A 'how-to guide’ from a user experience designer's point of view
How does a user move through a Voice UI (VUI)? What do I need to consider to make it as frictionless as possible? What should I be aware of before even starting? And what exactly does it actually mean to design for voice?
The usage of voice UIs is on the rise. The number of users for voice assistants, especially smartphones and smart speakers, is increasing among all age groups.
Most of us have seen a video about someone toying around with Alexa or Google home and failing miserably in their mission. Probably everyone has at least once tried to search something via voice input or give a command to call a friend and our phone just made some totally random selection from the phone book. ‘Why?’ and ’No!’ are consequently some very common reactions to those results. Voice UIs are supposed to improve our efficiency, however there are still loads of limitations to it and we as designers should help provide information about it.

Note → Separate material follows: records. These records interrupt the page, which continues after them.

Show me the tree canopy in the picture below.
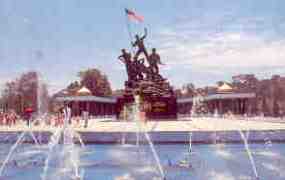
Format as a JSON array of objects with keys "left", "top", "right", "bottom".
[
  {"left": 78, "top": 68, "right": 112, "bottom": 96},
  {"left": 1, "top": 71, "right": 49, "bottom": 114}
]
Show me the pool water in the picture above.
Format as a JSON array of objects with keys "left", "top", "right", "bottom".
[{"left": 0, "top": 142, "right": 285, "bottom": 180}]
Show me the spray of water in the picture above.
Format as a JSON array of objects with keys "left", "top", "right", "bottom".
[
  {"left": 239, "top": 130, "right": 259, "bottom": 179},
  {"left": 41, "top": 105, "right": 84, "bottom": 180},
  {"left": 133, "top": 95, "right": 166, "bottom": 180},
  {"left": 0, "top": 132, "right": 26, "bottom": 176},
  {"left": 0, "top": 119, "right": 42, "bottom": 176},
  {"left": 42, "top": 128, "right": 62, "bottom": 180},
  {"left": 188, "top": 132, "right": 192, "bottom": 164}
]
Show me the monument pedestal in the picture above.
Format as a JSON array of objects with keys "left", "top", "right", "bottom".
[
  {"left": 117, "top": 94, "right": 177, "bottom": 120},
  {"left": 144, "top": 95, "right": 177, "bottom": 120},
  {"left": 117, "top": 80, "right": 177, "bottom": 120}
]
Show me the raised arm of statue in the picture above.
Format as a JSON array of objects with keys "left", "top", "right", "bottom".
[
  {"left": 157, "top": 55, "right": 165, "bottom": 65},
  {"left": 142, "top": 28, "right": 147, "bottom": 40},
  {"left": 118, "top": 55, "right": 126, "bottom": 64},
  {"left": 158, "top": 58, "right": 165, "bottom": 65},
  {"left": 118, "top": 55, "right": 123, "bottom": 60}
]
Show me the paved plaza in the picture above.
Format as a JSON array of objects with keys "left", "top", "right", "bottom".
[{"left": 0, "top": 117, "right": 284, "bottom": 133}]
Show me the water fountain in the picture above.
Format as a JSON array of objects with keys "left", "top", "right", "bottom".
[
  {"left": 213, "top": 109, "right": 219, "bottom": 118},
  {"left": 188, "top": 132, "right": 192, "bottom": 156},
  {"left": 1, "top": 93, "right": 285, "bottom": 179},
  {"left": 239, "top": 130, "right": 259, "bottom": 179},
  {"left": 188, "top": 94, "right": 262, "bottom": 179},
  {"left": 41, "top": 104, "right": 85, "bottom": 180},
  {"left": 0, "top": 71, "right": 51, "bottom": 177},
  {"left": 190, "top": 94, "right": 208, "bottom": 118},
  {"left": 0, "top": 104, "right": 85, "bottom": 180},
  {"left": 126, "top": 94, "right": 166, "bottom": 180}
]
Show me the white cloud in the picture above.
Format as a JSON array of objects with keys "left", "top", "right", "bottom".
[
  {"left": 147, "top": 15, "right": 285, "bottom": 87},
  {"left": 154, "top": 27, "right": 285, "bottom": 69}
]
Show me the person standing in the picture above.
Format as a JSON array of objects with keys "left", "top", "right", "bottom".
[{"left": 24, "top": 108, "right": 33, "bottom": 127}]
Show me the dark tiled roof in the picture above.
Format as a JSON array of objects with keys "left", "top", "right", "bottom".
[
  {"left": 54, "top": 96, "right": 117, "bottom": 103},
  {"left": 178, "top": 92, "right": 256, "bottom": 103}
]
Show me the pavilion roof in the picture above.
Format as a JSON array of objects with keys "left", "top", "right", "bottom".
[
  {"left": 77, "top": 86, "right": 92, "bottom": 95},
  {"left": 217, "top": 83, "right": 233, "bottom": 93}
]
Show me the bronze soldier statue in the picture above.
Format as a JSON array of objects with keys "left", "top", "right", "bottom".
[
  {"left": 118, "top": 49, "right": 145, "bottom": 81},
  {"left": 118, "top": 49, "right": 133, "bottom": 81},
  {"left": 132, "top": 28, "right": 148, "bottom": 59},
  {"left": 148, "top": 48, "right": 164, "bottom": 74},
  {"left": 132, "top": 57, "right": 145, "bottom": 80}
]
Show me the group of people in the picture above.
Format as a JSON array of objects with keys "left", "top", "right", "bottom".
[
  {"left": 118, "top": 28, "right": 164, "bottom": 82},
  {"left": 0, "top": 109, "right": 91, "bottom": 128},
  {"left": 0, "top": 111, "right": 19, "bottom": 126},
  {"left": 44, "top": 113, "right": 89, "bottom": 128}
]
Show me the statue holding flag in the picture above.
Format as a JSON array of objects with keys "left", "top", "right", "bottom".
[
  {"left": 121, "top": 8, "right": 171, "bottom": 91},
  {"left": 119, "top": 8, "right": 177, "bottom": 120},
  {"left": 132, "top": 28, "right": 148, "bottom": 60}
]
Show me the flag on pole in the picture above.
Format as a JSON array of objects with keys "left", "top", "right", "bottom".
[{"left": 125, "top": 8, "right": 144, "bottom": 23}]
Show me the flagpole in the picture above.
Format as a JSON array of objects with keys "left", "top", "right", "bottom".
[{"left": 125, "top": 9, "right": 135, "bottom": 53}]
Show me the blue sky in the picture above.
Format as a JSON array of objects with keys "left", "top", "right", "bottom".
[{"left": 1, "top": 0, "right": 285, "bottom": 93}]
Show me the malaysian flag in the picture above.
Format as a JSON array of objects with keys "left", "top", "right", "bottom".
[{"left": 125, "top": 8, "right": 144, "bottom": 23}]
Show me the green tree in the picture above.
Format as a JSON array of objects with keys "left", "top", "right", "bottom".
[
  {"left": 1, "top": 71, "right": 49, "bottom": 114},
  {"left": 182, "top": 83, "right": 195, "bottom": 97},
  {"left": 2, "top": 81, "right": 19, "bottom": 112},
  {"left": 216, "top": 81, "right": 224, "bottom": 87},
  {"left": 232, "top": 74, "right": 259, "bottom": 91},
  {"left": 67, "top": 81, "right": 80, "bottom": 90},
  {"left": 78, "top": 68, "right": 112, "bottom": 96}
]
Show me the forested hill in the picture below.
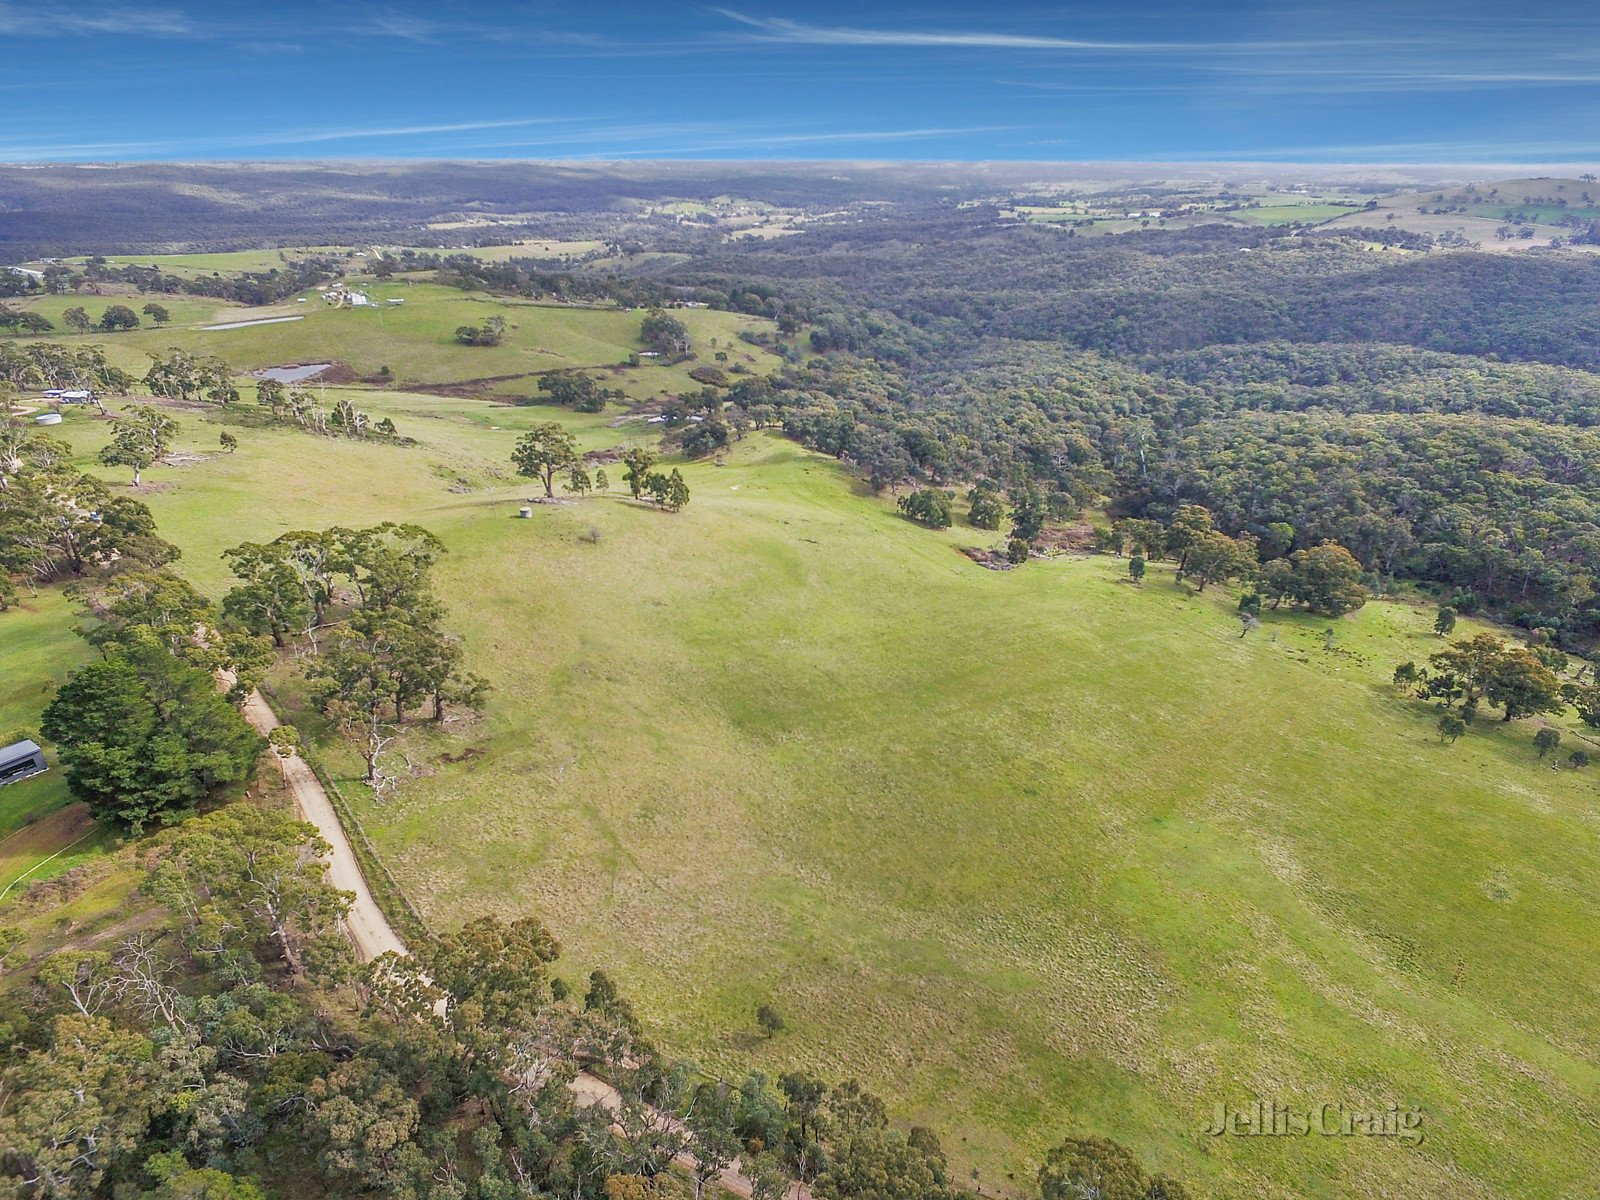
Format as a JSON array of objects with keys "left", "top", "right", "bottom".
[
  {"left": 668, "top": 213, "right": 1600, "bottom": 644},
  {"left": 685, "top": 212, "right": 1600, "bottom": 370},
  {"left": 0, "top": 162, "right": 1099, "bottom": 258}
]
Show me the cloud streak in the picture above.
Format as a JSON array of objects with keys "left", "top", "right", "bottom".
[
  {"left": 0, "top": 117, "right": 1019, "bottom": 163},
  {"left": 0, "top": 1, "right": 192, "bottom": 36},
  {"left": 0, "top": 116, "right": 590, "bottom": 161},
  {"left": 712, "top": 9, "right": 1365, "bottom": 54}
]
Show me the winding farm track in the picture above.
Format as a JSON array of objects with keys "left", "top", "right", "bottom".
[
  {"left": 241, "top": 691, "right": 404, "bottom": 960},
  {"left": 241, "top": 690, "right": 770, "bottom": 1199}
]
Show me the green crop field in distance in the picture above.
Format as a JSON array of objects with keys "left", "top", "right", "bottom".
[
  {"left": 1225, "top": 204, "right": 1359, "bottom": 226},
  {"left": 50, "top": 248, "right": 353, "bottom": 274}
]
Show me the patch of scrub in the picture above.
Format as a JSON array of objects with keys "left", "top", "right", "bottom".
[{"left": 251, "top": 362, "right": 331, "bottom": 383}]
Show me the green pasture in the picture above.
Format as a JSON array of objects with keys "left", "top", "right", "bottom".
[
  {"left": 0, "top": 589, "right": 88, "bottom": 839},
  {"left": 0, "top": 588, "right": 105, "bottom": 898},
  {"left": 19, "top": 390, "right": 1599, "bottom": 1198},
  {"left": 8, "top": 281, "right": 783, "bottom": 396},
  {"left": 9, "top": 292, "right": 235, "bottom": 331},
  {"left": 420, "top": 240, "right": 607, "bottom": 262},
  {"left": 49, "top": 247, "right": 353, "bottom": 274},
  {"left": 1225, "top": 204, "right": 1359, "bottom": 226},
  {"left": 1479, "top": 203, "right": 1600, "bottom": 224}
]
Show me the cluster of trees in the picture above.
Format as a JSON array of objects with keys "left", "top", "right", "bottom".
[
  {"left": 144, "top": 349, "right": 237, "bottom": 404},
  {"left": 510, "top": 432, "right": 687, "bottom": 510},
  {"left": 60, "top": 304, "right": 143, "bottom": 334},
  {"left": 640, "top": 311, "right": 692, "bottom": 360},
  {"left": 617, "top": 446, "right": 690, "bottom": 511},
  {"left": 15, "top": 255, "right": 335, "bottom": 307},
  {"left": 535, "top": 371, "right": 623, "bottom": 413},
  {"left": 0, "top": 426, "right": 179, "bottom": 608},
  {"left": 1256, "top": 542, "right": 1370, "bottom": 616},
  {"left": 2, "top": 858, "right": 1186, "bottom": 1200},
  {"left": 897, "top": 487, "right": 952, "bottom": 528},
  {"left": 12, "top": 492, "right": 272, "bottom": 827},
  {"left": 1, "top": 342, "right": 135, "bottom": 399},
  {"left": 42, "top": 614, "right": 263, "bottom": 831},
  {"left": 426, "top": 250, "right": 673, "bottom": 308},
  {"left": 0, "top": 303, "right": 165, "bottom": 337},
  {"left": 1395, "top": 631, "right": 1569, "bottom": 726},
  {"left": 456, "top": 315, "right": 507, "bottom": 347},
  {"left": 97, "top": 406, "right": 176, "bottom": 486},
  {"left": 254, "top": 378, "right": 399, "bottom": 440},
  {"left": 0, "top": 303, "right": 55, "bottom": 335},
  {"left": 220, "top": 524, "right": 485, "bottom": 793},
  {"left": 1094, "top": 504, "right": 1370, "bottom": 614}
]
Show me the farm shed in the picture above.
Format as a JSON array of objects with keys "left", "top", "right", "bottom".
[{"left": 0, "top": 740, "right": 47, "bottom": 787}]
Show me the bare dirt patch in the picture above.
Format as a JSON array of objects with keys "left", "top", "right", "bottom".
[
  {"left": 0, "top": 803, "right": 95, "bottom": 898},
  {"left": 1037, "top": 523, "right": 1095, "bottom": 554}
]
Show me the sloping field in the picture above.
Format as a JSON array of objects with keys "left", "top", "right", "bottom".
[
  {"left": 1323, "top": 176, "right": 1600, "bottom": 251},
  {"left": 0, "top": 589, "right": 91, "bottom": 840},
  {"left": 8, "top": 281, "right": 784, "bottom": 398},
  {"left": 40, "top": 393, "right": 1600, "bottom": 1200}
]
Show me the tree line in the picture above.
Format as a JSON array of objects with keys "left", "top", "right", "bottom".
[{"left": 2, "top": 838, "right": 1189, "bottom": 1200}]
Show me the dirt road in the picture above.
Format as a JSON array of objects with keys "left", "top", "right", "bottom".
[
  {"left": 241, "top": 691, "right": 405, "bottom": 960},
  {"left": 242, "top": 689, "right": 766, "bottom": 1198}
]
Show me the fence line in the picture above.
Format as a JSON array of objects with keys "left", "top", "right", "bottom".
[{"left": 261, "top": 686, "right": 434, "bottom": 947}]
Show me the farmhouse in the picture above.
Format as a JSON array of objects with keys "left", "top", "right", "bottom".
[{"left": 0, "top": 740, "right": 47, "bottom": 787}]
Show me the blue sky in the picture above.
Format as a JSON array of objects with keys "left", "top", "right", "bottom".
[{"left": 2, "top": 1, "right": 1599, "bottom": 162}]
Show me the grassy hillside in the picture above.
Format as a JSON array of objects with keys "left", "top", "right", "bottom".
[
  {"left": 1324, "top": 176, "right": 1600, "bottom": 251},
  {"left": 52, "top": 248, "right": 351, "bottom": 275},
  {"left": 7, "top": 279, "right": 785, "bottom": 398},
  {"left": 0, "top": 589, "right": 104, "bottom": 891},
  {"left": 21, "top": 389, "right": 1599, "bottom": 1199}
]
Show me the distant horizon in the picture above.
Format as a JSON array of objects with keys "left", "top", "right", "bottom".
[
  {"left": 7, "top": 159, "right": 1599, "bottom": 176},
  {"left": 4, "top": 1, "right": 1600, "bottom": 164}
]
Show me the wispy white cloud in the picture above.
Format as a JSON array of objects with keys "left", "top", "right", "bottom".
[
  {"left": 1144, "top": 138, "right": 1600, "bottom": 163},
  {"left": 0, "top": 117, "right": 587, "bottom": 161},
  {"left": 0, "top": 1, "right": 192, "bottom": 36},
  {"left": 716, "top": 11, "right": 1170, "bottom": 50},
  {"left": 478, "top": 121, "right": 1015, "bottom": 156},
  {"left": 364, "top": 11, "right": 445, "bottom": 43},
  {"left": 710, "top": 7, "right": 1600, "bottom": 98},
  {"left": 712, "top": 9, "right": 1359, "bottom": 53},
  {"left": 242, "top": 117, "right": 577, "bottom": 146},
  {"left": 0, "top": 117, "right": 1020, "bottom": 162}
]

We are used to high fidelity from other humans and expect the Voice UI to interact with us in a similar way. With natural language we have a lot of context which we assume the listener knows previously, the evolving language, changing accents and so on. Then, if the Voice Interface doesn’t understand, the user feels extremely frustrated. But how do we teach all of this to a Voice UI?
Let’s take a look at how all of this affects the work of a user experience designer. Where to start and what to consider. In general I’d say that designing for Voice isn’t that much different than planning a usual digital service. You benchmark, ideate ideas, execute user interviews, collect user insights, prepare user journeys and so on. But how do you make sure the user gets through the service without any friction and will get a pleasant experience that will let them come back? With Voice, we are designing from scratch, figuring out best practises.
I obviously don’t have it figured out yet either, but here are a few steps that might help with designing your Voice UI.
Create conversation flows
Start your process by writing down different flows. How a conversation could go and what all the others directions of a conversation could be. Imagine the case of setting an alarm for the next morning. If you are setting the alarm on your phone or watch, you open an app, put in the time, select the day and save it. If however you give a voice command, there are no limitations with all the different words we use and ways we express ourselves.
“Set an alarm for tomorrow, 7 in the morning.”
“I want to wake up tomorrow, Monday, at 7am.”
“Set alarm. tomorrow. 7a,.”
“Wake me up at seven tomorrow morning.”
Those are just a few examples of what could happen when different people are setting an alarm and the options are endless. Prepare for different scenarios.
Act the conversations and create prototypes
With the flows created, draw out prototypes to convey the message. This doesn’t need to be anything fancy, just a minimal collection of stills to tell the story. Together with those prototypes, act the conversations you have written down earlier with other people. During this step you’ll realise some flaws your conversation flow still has and where the flow is already very natural and clear.
Use natural language
Design a natural language, use breaks between questions and answers but also time them accurately. Help the user to return to the flow if errors occur and don’t let the user ever end up in a no-return situation. Use different ways to recover rather than repeating ‘I don’t understand’. Create a language that is helpful and make functions discoverable similarly to a regular interface. This is definitely still a difficulty as the underlying technology is way more complicated than for example using your mouse or keyboard to explore the options. Also remember, languages evolve with their accents and slang and we still need to find ways to teach that to our technology.
Train custom vocabulary and patterns
And last but not least, if the use-case requires, consider training the underlying speech-to-text model with custom vocabulary and common speech patterns. This might not directly be related to the work of a designer, but it is good to be aware of and prepare for it. As a team, test out different speech to text models and select the one that achieves the highest accuracy.
The internet is full of excellent recommendations and case studies, Google Home and Alexa offer extensive development kits, but we still have a long way to go to really achieve a proper conversation between the user and the interface. The adoption is on the rise, but there are still many issues to solve before we have a flawless and pleasing user experience.